“Fifteen years ago the logo sold the product, but many people are now proud and happy to get into a NIO or an XPENG,” says Tu Le, founder of Sino Auto Insights, adding that, “Digital natives are much more receptive to local domestic brands than their parents.”
For all the hype around local EV brands, it’s worth noting that Tesla itself claimed second and third spots in the EV sales charts behind only the Wuling Mini EV, with both the Model Y and Model 3 selling over 120,000 units apiece.
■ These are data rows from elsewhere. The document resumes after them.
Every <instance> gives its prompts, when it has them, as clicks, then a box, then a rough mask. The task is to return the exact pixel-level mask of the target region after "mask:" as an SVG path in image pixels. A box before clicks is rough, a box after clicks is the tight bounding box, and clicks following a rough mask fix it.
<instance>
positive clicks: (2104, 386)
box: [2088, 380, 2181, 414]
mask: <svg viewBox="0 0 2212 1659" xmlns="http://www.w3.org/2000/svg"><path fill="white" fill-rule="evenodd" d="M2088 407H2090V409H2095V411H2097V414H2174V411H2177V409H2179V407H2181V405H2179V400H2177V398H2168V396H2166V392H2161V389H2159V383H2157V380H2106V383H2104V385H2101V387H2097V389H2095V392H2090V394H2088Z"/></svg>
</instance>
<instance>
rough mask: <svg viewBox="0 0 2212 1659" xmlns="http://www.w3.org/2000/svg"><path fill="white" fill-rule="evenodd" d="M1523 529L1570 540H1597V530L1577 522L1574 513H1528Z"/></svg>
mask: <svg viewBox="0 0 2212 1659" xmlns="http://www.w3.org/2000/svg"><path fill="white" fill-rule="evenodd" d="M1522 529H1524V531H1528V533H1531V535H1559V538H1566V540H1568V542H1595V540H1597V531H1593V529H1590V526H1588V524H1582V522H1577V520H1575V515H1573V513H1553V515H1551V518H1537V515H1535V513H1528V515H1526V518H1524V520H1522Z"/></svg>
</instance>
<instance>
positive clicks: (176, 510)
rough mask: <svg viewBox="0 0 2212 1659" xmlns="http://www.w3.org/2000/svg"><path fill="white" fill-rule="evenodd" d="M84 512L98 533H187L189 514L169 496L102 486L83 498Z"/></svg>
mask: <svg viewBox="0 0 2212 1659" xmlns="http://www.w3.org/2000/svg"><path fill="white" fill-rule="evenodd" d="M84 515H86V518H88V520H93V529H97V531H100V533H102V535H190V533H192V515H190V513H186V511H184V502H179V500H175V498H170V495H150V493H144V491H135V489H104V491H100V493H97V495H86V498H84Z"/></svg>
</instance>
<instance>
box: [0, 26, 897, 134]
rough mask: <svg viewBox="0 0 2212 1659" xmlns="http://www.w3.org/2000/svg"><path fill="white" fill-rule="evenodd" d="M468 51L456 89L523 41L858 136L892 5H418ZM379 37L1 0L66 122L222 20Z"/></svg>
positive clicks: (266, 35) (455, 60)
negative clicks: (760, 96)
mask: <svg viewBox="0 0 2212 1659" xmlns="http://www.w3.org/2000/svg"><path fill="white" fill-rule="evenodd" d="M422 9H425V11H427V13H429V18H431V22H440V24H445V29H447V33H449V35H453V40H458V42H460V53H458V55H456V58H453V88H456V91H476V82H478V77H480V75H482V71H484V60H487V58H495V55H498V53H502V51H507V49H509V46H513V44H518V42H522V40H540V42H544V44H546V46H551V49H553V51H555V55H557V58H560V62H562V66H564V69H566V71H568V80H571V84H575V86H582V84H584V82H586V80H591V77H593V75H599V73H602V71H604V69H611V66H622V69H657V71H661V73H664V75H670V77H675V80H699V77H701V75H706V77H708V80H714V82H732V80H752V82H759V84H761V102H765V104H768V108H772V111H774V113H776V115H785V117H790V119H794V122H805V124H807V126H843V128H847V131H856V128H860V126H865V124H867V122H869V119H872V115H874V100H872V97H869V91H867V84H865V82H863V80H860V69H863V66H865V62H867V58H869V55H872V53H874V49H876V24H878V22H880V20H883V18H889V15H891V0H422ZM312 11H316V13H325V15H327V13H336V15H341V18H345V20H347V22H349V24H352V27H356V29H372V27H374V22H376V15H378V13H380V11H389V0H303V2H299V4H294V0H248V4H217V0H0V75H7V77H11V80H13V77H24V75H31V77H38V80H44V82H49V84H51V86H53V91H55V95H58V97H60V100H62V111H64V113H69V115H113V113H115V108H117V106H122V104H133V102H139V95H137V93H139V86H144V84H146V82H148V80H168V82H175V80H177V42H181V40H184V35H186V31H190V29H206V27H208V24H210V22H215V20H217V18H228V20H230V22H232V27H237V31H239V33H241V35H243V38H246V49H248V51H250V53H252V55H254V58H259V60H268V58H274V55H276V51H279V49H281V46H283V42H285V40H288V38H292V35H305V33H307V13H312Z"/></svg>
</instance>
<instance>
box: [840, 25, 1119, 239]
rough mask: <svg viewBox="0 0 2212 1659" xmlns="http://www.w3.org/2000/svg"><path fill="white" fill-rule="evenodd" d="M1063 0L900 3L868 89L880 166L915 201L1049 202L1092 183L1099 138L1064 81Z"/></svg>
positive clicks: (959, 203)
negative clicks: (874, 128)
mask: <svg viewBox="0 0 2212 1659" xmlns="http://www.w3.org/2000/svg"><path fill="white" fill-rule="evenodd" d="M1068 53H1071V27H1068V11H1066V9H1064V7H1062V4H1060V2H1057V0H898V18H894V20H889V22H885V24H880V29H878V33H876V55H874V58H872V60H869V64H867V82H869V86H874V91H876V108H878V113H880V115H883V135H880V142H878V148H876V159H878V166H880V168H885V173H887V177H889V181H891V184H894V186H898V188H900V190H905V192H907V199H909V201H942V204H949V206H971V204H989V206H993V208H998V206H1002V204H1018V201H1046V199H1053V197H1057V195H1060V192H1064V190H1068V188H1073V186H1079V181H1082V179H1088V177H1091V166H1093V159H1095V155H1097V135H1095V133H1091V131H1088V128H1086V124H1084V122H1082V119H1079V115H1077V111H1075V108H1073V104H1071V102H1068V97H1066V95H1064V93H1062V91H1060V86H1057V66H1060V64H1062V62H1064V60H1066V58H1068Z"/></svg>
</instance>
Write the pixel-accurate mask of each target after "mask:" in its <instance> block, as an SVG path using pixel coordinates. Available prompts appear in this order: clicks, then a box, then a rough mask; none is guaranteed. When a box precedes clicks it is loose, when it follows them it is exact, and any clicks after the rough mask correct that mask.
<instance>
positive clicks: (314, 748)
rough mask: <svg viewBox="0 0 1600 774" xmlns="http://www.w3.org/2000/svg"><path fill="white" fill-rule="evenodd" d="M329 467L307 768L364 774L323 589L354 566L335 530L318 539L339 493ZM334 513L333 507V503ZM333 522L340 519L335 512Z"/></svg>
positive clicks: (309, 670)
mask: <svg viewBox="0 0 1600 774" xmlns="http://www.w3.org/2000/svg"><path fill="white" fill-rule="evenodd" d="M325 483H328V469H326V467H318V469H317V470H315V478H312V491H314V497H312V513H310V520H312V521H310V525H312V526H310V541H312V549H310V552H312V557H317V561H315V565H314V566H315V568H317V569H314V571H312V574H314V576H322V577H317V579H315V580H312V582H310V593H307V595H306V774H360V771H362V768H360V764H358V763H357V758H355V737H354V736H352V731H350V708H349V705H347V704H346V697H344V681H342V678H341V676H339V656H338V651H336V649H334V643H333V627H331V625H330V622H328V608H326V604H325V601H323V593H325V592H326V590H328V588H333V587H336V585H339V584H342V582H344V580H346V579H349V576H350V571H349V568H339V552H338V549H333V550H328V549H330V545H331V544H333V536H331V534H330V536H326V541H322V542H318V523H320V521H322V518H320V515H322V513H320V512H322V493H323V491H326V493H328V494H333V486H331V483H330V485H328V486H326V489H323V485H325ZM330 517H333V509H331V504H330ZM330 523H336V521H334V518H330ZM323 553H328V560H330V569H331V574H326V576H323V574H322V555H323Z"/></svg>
But while Tesla flew the flag for foreign brands in China, there was less love in the market for VW’s new ID-series models, which had a slow start but have gained momentum.
VW forecast a conservative estimate of 80-100,000 ID series sales for 2021 but unofficial figures for the full year have fallen way short at around 67,000. This couples with a sizeable fall in sales of domestically-produced cars, down from an average of 264,495 units per month in the second half of 2020, to just 174,384 in the five months leading to December 2021. 2022 will be a critical year for the brand’s EVs in China, especially with new competition from fellow foreigners Ford and Cadillac with their Mustang Mach E and Lyriq SUV.
No analysis of the 2021 figures would be complete without recognising the incredible impact of the Wuling Mini EV. Launched in mid-2020, the car has allowed young Chinese consumers onto the road like nothing else since the Beetle or Model T. Spurred on by a 35,000 RMB starting price (just over £4,000), almost 400,000 Mini EVs found a home in China in 2021 and they have proven especially popular with women under 35 years old, a difficult market to capture. A mind-boggling array of customisation options, and a soon-to-be-launched cabrio version, have sustained intense interest throughout the product’s lifecycle. “The Wuling Mini EV is the little train that could. It started off really hot and hasn’t slowed down. It’s almost a transactional buy since it’s so cheap”, says Tu Le.
“People forget that there are still hundreds of millions of Chinese people who live in cities lower than tier 2,” Tu Le adds, referring to the unofficial hierarchy of Chinese cities which is based on GDP, politics, and population. Only five cities, Beijing, Shanghai, Guangzhou, Tianjin and Chongqing, are considered tier 1 cities, while a further 30 cities make up tier 2, according to South China Morning Post. In total, more than 160 cities in China house over 1 million inhabitants, and the Mini EV has found a clear route into the hearts of many.